MEMPHIS AND ITS NECROPOLIS

Believed to have been founded in 3000 BCE as the capital of ancient Egypt, Memphis was home to the kingdom’s rulers and a sacred temple, reserved for subjects to worship their gods. Today, the area is better known as the Pyramid Fields, stretching over 30 kilometres from Giza to Dahshur. At the northern end of the site, the imposing Sphinx seems to stand guard over the majestic pyramids of Giza in its backdrop. Often referred to as the last remaining wonders of the world, the pyramids have long lured travellers, many who come to admire their sheer enormity and impeccable geometry. While some believe that these structures have unearthly origins, they stand as vivid reminders of life in ancient Egypt, built as grand tombs by thousands of workers on the orders of the pharaohs. While most tourists conclude their visit here, those seeking to explore more should venture further south to the little-known complexes of Abu Sir, Saqqara and Dahshur, scattered with tombs, temples and smaller pyramids.

BAHRAIN FORT

Although Qal’at al-Bahrain was built by the Portuguese in the 16th century, the landmark sits on an ancient mound, formed by centuries of urban rebuilding. It dates back to 2300 BCE, making it one of the oldest structures in the region with a storied past.
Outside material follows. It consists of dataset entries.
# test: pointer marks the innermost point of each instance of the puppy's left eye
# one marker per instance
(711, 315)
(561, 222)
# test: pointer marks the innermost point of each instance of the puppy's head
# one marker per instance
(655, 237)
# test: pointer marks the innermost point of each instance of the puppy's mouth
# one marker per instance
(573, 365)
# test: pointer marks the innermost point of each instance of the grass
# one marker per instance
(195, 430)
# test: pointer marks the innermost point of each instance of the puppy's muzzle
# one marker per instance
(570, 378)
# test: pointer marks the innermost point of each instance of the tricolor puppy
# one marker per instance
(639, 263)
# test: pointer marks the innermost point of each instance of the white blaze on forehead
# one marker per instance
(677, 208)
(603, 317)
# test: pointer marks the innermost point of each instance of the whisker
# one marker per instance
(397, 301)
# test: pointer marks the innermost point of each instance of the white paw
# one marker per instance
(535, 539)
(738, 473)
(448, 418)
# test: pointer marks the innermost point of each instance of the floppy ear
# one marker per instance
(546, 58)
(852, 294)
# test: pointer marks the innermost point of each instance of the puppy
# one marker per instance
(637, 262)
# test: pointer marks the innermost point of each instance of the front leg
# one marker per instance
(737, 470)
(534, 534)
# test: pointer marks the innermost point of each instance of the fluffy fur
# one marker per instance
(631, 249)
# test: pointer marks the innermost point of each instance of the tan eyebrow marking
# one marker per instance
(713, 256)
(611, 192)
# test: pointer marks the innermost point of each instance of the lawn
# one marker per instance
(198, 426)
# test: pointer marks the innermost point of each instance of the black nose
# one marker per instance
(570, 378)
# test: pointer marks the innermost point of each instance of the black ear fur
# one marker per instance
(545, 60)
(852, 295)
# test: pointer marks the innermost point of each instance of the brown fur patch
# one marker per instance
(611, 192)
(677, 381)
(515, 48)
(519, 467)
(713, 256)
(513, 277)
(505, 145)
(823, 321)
It is believed that the site was the capital of the ancient Dilmun Empire, where locals conducted their day-to-day commercial activities. During the successive Tylos and Islamic periods in the region, it served as a maritime trading hub connecting civilisations around the world. Now transformed into a museum, visitors can wander the halls, learning how agrarian communities flourished in Bahrain through the archaeological finds displayed here.

BAHLA FORT

Looming over the Omani town of Bahla, this formidable structure sits at the base of the Jebel Akhdar mountains. It was built by local tribes in the Middle Ages to protect the nearby oasis and support the trade of frankincense to the rest of the region. Constructed out of sand-coloured stones and mud bricks, the complex is a perfectly preserved example of Islamic architecture, complete with labyrinthine passageways and alcoves. As you explore the twisted lanes on foot, stop to take in the panoramic views of the mountains and palm trees from the battlements.

AL BASS TYRE NECROPOLIS

Local lore suggests that the discovery of purple dye can be traced to the Phoenician city of Tyre to 1550 BCE, although the town itself dates back to 2750 BCE. The subsequent trade of purple dye made this ancient port on the southern coast of Lebanon one of the wealthiest cities of its time. While its former glory has waned, the magnificent structures built by the Romans when they seized the city in 64 BCE still stand. Albeit in ruins, the striking architecture continues to demand attention, especially the triumphal arch and the enormous hippodrome. Past the arch, the avenue boasts mysterious beauty as it holds hundreds of ornate tombs and marble sarcophagi – a stark reminder of the fallen Phoenician kingdom.

HIERAPOLIS-PAMUKKALE

Resembling frozen cascades of a waterfall, warm natural pools hang on the edge of a steep cliff in Turkey’s southwestern town of Pamukkale. Along with its natural significance, the town it’s housed within boasts historic Greek and Roman ruins dating back to the second century BCE, including temples and baths.

MADAIN SALEH

The monumental remains of the lost kingdom of Madain Saleh are evocative of the prosperity of this Nabataean city in its heyday. A thriving spice trade and its inhabitants’ ability to source, store and supply water to camel caravans meant an empire bound to flourish. Its historical significance made Madain Saleh the first landmark in Saudi Arabia to acquire World Heritage Site status. While much of the ancient city still lies under layers of sand, the uncovered necropolis comprises 131 stone tombs inscribed with carvings of eagles, sphinxes and griffins.